How much more, Lake of Beauty, do we feel
In sweetly gliding o’er thy crystal sea
The wild glow of that not ungentle zeal
Which of the Heirs of Immortality
Is proud and makes the breath of Glory real.”
Can it be that Lord Byron pronounced “real” as if it were a monosyllable? But he also wrote “There let it lay!”
There are, on the shores of Lake Geneva, several hotels associated with Byron. At the Anchor Inn, still extant at Ouchy, he wrote that misleading rhapsody—“The Prisoner of Chillon.”
He had in 1816 definitely separated from his wife and had shaken the dust of England from his poetic shoes. Percy Bysshe Shelley with his wife and daughter, Williams, and Jane Clairmont, Mary Shelley’s half-sister, were established at Sécheron, a suburb of Geneva. Byron had never met the Poet of the Sky-lark, but Jane Clairmont, who was a passionate, fiery-eyed brunette, imbued with her father’s ideas of free love, had begun her unfortunate liaison with him, having deliberately thrown herself into his arms. They had met clandestinely a number of times just before their departure from England.

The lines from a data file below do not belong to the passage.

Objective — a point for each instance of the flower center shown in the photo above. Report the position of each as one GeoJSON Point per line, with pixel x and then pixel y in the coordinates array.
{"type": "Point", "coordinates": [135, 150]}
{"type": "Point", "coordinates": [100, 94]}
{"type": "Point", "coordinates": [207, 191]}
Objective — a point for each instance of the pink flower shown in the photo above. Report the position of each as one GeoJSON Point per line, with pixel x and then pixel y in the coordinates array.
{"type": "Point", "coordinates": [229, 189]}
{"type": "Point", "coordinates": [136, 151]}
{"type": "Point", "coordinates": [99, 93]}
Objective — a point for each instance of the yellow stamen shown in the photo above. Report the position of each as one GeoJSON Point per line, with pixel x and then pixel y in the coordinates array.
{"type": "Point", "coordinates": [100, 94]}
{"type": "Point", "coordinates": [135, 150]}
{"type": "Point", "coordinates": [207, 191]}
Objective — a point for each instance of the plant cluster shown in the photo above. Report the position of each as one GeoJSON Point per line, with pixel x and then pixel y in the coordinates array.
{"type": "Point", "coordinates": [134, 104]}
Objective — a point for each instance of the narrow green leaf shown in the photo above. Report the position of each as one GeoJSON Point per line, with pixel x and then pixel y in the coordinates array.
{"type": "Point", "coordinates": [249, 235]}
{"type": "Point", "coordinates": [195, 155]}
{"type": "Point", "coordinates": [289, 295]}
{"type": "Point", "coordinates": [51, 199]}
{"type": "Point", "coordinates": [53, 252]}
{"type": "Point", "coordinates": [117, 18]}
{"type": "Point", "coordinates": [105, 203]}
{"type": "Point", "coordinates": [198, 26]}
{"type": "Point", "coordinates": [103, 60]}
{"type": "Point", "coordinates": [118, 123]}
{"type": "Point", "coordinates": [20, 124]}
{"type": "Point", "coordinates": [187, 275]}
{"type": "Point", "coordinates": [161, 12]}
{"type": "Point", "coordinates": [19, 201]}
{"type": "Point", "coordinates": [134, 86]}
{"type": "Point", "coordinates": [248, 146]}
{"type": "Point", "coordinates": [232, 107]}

Byron and Shelley were both fond of sailing and they had many excursions on the lake. One evening they were out together when the bise, as the strong northwest wind is called, was blowing. They drifted before it and, getting into the current of the Rhône, were carried swiftly toward the piles at the entrance of Geneva harbour. It required all the strength of their boatmen to extricate them from the danger.